At '=', the FSM checks ahead: next is another '=', so it matches the longer == (equality
operator) instead of single '=' (assignment).
If the input were x > y = z;, the '>' would be tokenized alone (no following '='), and '='
would be assignment (no following '=').
Without longest-match and lookahead, the lexer might incorrectly split >= into '>' and '=',
leading to syntax errors later. This scanning strategy ensures accurate boundaries by greedily
extending matches while respecting language rules, making the process deterministic and
efficient.
f) Comparison of Single Buffer and Double Buffer Schemes in Lexical Analysis
1. Single Buffer Scheme: The source program is read into one memory buffer. The lexical
analyzer scans characters from this buffer to form tokens. When the buffer becomes empty, it is
refilled with the next block of characters from the input file.
Advantages:
- Simple to implement.
- Requires less memory since only one buffer is used.
Disadvantages:
- When the buffer is exhausted, the lexical analyzer must pause while the buffer is refilled.

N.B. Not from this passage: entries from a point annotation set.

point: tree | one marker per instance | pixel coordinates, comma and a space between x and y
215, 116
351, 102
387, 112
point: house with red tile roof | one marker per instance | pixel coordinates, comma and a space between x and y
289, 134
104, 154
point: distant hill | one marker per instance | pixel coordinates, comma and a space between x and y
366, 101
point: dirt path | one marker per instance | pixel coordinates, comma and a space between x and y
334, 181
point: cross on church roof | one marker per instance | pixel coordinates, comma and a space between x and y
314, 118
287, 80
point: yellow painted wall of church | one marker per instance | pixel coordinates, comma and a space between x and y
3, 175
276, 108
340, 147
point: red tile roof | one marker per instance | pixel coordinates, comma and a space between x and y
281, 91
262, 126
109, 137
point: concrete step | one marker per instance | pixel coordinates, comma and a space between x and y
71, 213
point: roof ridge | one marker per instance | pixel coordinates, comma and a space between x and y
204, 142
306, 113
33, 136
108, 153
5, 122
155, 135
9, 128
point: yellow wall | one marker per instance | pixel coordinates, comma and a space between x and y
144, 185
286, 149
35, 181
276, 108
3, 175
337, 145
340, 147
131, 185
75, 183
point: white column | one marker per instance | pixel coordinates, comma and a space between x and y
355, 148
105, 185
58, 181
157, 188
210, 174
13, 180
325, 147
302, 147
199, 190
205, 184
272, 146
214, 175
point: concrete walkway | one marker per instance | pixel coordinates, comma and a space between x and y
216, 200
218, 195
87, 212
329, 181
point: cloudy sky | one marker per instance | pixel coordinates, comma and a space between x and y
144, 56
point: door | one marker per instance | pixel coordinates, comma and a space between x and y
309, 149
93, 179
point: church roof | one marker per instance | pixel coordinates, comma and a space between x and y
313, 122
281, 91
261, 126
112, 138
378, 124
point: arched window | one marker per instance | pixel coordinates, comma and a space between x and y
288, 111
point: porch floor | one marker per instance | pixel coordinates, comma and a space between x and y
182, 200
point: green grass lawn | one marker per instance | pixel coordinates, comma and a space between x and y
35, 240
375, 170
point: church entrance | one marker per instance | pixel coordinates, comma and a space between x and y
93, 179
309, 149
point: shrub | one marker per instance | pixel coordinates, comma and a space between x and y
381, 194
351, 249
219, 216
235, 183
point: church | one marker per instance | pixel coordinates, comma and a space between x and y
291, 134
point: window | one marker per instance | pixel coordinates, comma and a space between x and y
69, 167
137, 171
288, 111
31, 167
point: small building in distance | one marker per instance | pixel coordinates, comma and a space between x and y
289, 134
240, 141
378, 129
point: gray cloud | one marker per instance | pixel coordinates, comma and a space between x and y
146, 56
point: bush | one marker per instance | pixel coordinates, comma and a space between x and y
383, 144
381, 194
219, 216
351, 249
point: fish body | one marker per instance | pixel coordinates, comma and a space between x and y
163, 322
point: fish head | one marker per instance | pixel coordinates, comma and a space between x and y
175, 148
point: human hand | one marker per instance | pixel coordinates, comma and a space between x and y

- It may be difficult to handle lexemes that span across the boundary of two input blocks.
- Less efficient because frequent I/O operations may interrupt token recognition.
2. Double Buffer Scheme: Two buffers are used instead of one. Each buffer holds a block of
input characters. While the lexical analyzer scans characters from one buffer, the other buffer
can be refilled with new input. Special markers called sentinels are often placed at the end of
each buffer to signal when the analyzer should switch to the other buffer.
Advantages:
- More efficient because the next buffer can be loaded while scanning continues.
- Reduces the number of input/output interruptions.
- Makes it easier to handle lexemes that cross buffer boundaries.
- Supports faster lexical analysis.
Disadvantages:
- Slightly more complex to implement.
- Requires more memory because two buffers are maintained.